En cambio, el discurso de Grabois gira permanentemente alrededor de “los excluidos”, “los descartados”, “los desposeídos”. El sujeto político deja de ser el trabajador para convertirse en el asistido.
Y ahí aparece una diferencia doctrinaria enorme.
Cuando Grabois habla de salario universal como horizonte permanente, muchos peronistas tradicionales observan una resignación cultural peligrosísima: aceptar que millones de argentinos queden definitivamente fuera del sistema productivo.
Eso no es justicia social. Es administración de la marginalidad.
El justicialismo histórico planteaba otra cosa: unir capital y trabajo para generar riqueza y luego distribuirla equitativamente. Primero producir, después repartir. La riqueza no aparece sola; requiere inversión, industria, comercio, energía, infraestructura y trabajadores calificados.
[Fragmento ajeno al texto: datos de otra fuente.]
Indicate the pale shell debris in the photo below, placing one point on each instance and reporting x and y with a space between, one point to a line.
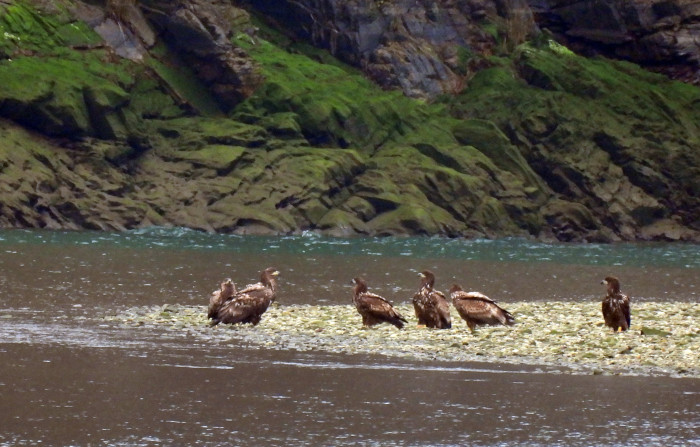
563 334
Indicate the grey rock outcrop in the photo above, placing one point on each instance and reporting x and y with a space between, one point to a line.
425 48
663 35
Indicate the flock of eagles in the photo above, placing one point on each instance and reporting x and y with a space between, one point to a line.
230 306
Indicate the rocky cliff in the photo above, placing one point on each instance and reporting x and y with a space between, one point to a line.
662 35
353 117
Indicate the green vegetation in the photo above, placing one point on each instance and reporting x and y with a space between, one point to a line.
543 142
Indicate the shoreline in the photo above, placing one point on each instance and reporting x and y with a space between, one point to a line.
565 335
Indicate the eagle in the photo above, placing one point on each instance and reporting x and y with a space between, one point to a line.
616 306
478 309
219 297
431 306
248 305
373 308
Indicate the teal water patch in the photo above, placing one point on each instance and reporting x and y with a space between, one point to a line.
674 255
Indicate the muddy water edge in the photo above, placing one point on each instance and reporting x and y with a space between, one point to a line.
68 377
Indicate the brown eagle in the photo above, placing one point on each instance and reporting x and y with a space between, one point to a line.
431 306
373 308
248 305
219 297
478 309
616 306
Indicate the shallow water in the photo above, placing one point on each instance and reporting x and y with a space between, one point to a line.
68 378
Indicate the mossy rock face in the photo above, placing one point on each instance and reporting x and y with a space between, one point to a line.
541 143
602 134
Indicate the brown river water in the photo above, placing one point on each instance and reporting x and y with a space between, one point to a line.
67 377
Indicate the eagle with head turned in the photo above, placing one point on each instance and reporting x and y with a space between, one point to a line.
478 309
248 305
373 308
219 297
430 305
616 306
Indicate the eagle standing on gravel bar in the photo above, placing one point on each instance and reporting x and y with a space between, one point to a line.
373 308
478 309
219 297
431 306
248 305
616 306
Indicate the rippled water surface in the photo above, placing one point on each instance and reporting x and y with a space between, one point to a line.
69 378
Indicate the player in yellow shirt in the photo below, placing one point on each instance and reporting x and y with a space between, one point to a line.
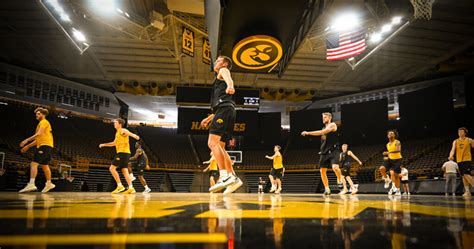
392 163
277 171
122 146
43 140
462 147
213 170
La idea de que el Estado puede sostener indefinidamente a una sociedad mediante transferencias sin crecimiento genuino termina empobreciendo a todos. Y la Argentina ya vivió ese proceso.
También existe un componente discursivo que genera rechazo en amplios sectores de clase media trabajadora. En varias ocasiones, Grabois utilizó expresiones cargadas de antagonismo social hacia sectores medios, empresarios o productores, construyendo un relato donde parecería que todo aquel que progresa es sospechoso.
Ese enfoque choca de frente con la matriz cultural del peronismo clásico, donde el comerciante, el industrial pyme, el profesional y el trabajador especializado eran parte del mismo proyecto nacional.
Perón no construyó un movimiento de pobres contra ricos. Construyó una comunidad organizada.
Hay otra cuestión que incomoda: el reemplazo de la cultura sindical por la lógica de los movimientos sociales. El peronismo histórico se estructuró alrededor del trabajador registrado, del convenio colectivo, de la fábrica, del gremio y de la producción. La nueva lógica reemplaza eso por cooperativas subsidiadas, empleo informal y organizaciones dependientes del financiamiento estatal.
No es casual que muchos trabajadores formales sientan hoy que el peronismo dejó de hablarles.
Mientras un empleado formal paga impuestos, alquiler, transporte y tarifas cada vez más altas, escucha discursos centrados exclusivamente en la asistencia social. Y allí aparece una fractura política profunda que explica parte del divorcio entre el PJ y amplios sectores populares tradicionales.
El drama del peronismo contemporáneo es que, en muchos casos, dejó de ofrecer un horizonte de ascenso y empezó simplemente a administrar el descenso.
Y en esa transformación, figuras como Juan Grabois no son una anomalía: son el síntoma de una crisis doctrinaria mucho más grande.